Baking Soda That Can Capture Carbon?
It's possible the solution to our world's buildup of greenhouse gases in the atmosphere has been sitting on our grocery shelves all along. Baking soda of all things may help to capture carbon dioxide, according to a new breakthrough study.
Scientists from the Lawrence Livermore National Laboratory (LLNL), in collaboration with researchers from the University of Illinois at Urbana-Champaign and Harvard University, have developed a new type of carbon capture medium made up of core-shell microcapsules, consisting of a polymer shell that is highly permeable. The shell contains a solution of sodium carbonate, which is the main ingredient of baking soda, and it can absorb carbon dioxide (CO2).
The capsules are able to keep the solution within the core, and allow CO2 to pass through the shell.
Microcapsules have been used in the past for the controlled delivery and release of various substances, including pharmaceuticals, cosmetics and food flavoring, but this is the first time it has been applied to carbon capture.
Current methods for carbon capture, while successful, could have negative effects on the environment due to the usage of caustic fluids such as monoethanolamine. This new approach could solve that problem and simultaneously reduce CO2 in the planet's atmosphere.
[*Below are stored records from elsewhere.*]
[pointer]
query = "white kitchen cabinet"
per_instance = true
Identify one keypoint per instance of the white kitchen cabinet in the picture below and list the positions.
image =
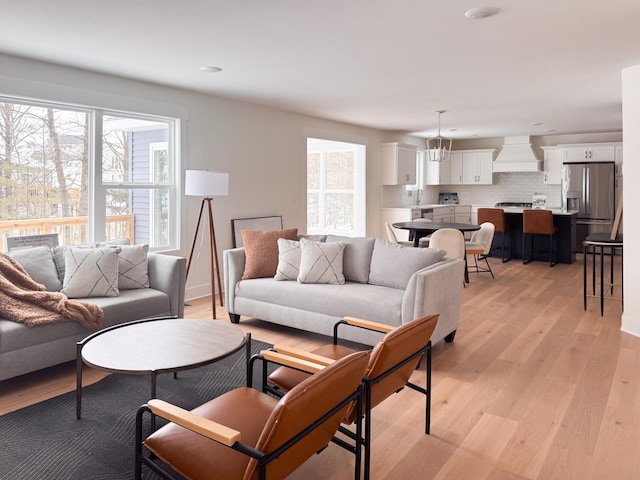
(398, 164)
(455, 168)
(596, 152)
(552, 165)
(437, 173)
(445, 213)
(477, 167)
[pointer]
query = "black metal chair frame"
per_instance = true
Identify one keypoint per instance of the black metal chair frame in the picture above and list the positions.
(263, 458)
(367, 384)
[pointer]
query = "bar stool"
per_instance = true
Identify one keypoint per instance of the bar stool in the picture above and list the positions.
(538, 222)
(496, 216)
(600, 243)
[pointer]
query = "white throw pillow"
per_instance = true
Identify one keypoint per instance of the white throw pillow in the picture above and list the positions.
(90, 272)
(133, 269)
(289, 254)
(321, 262)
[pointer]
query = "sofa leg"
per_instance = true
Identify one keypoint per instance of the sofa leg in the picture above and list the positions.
(449, 338)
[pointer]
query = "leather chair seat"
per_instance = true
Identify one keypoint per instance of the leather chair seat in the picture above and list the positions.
(194, 456)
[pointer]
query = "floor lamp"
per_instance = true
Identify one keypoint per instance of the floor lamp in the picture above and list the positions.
(206, 184)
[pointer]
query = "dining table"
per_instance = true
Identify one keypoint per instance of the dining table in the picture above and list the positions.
(417, 230)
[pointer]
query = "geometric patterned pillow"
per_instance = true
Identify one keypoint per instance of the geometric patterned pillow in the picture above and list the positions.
(321, 262)
(90, 272)
(133, 267)
(289, 254)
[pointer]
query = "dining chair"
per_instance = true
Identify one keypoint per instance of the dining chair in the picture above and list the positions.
(391, 236)
(496, 216)
(480, 246)
(451, 241)
(535, 223)
(424, 241)
(249, 434)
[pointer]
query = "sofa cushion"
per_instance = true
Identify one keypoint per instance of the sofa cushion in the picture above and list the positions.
(261, 251)
(90, 272)
(289, 253)
(350, 299)
(357, 257)
(40, 265)
(321, 262)
(392, 265)
(133, 271)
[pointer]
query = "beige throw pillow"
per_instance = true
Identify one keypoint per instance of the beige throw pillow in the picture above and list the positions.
(261, 251)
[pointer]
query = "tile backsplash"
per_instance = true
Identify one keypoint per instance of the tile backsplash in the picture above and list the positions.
(507, 187)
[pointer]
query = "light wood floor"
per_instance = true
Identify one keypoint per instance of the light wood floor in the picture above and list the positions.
(533, 387)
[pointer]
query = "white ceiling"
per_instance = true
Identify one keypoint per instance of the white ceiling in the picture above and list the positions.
(378, 63)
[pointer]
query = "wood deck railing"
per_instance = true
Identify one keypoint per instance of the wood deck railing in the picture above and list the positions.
(70, 230)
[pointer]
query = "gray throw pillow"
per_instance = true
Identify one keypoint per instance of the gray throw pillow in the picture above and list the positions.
(90, 272)
(392, 265)
(357, 257)
(40, 265)
(289, 254)
(133, 271)
(321, 262)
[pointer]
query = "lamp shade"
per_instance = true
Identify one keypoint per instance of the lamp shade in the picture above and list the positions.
(203, 183)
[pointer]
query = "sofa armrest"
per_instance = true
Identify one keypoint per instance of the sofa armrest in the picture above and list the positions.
(167, 273)
(436, 289)
(233, 261)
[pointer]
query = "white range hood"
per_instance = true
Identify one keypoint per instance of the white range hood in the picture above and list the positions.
(517, 155)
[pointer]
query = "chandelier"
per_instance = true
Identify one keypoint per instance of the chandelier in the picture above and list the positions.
(437, 147)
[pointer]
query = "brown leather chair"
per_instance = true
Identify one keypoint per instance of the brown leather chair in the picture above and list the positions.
(538, 222)
(248, 434)
(496, 216)
(391, 364)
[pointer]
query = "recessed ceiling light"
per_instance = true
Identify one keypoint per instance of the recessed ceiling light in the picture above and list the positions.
(210, 69)
(481, 12)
"Our method is a huge improvement in terms of environmental impacts because we are able to use simple baking soda - present in every kitchen - as the active chemical," Roger Aines, one of the LLNL team members, said in a statement. "Corrosiveness also is improved because the chemical is more benign and always is encapsulated."
Unlike the caustic fluids used in capturing carbon, the new method also only reacts with the target gas.
"Encapsulation allows you to combine the advantages of solid capture media and liquid capture media in the same platform," said study co-author Jennifer Lewis, from the Harvard School of Engineering and Applied Sciences.
Compared to traditional methods, encapsulation also highly increases the absorption due to higher surface area. The capsules force the baking soda to remain in the form of tiny drops, which are able to react faster with the CO2 as they contact more of the greenhouse gas.
Researchers hope that this breakthrough technique can be designed to work with power plants run by natural gas or coal, or with industrial processes such as the production of cement and steel. And considering that sodium carbonate is easily accessible compared to the previously used substances, it looks like researchers may have found an answer to the carbon emission problem.
The results were published in the journal Nature Communications.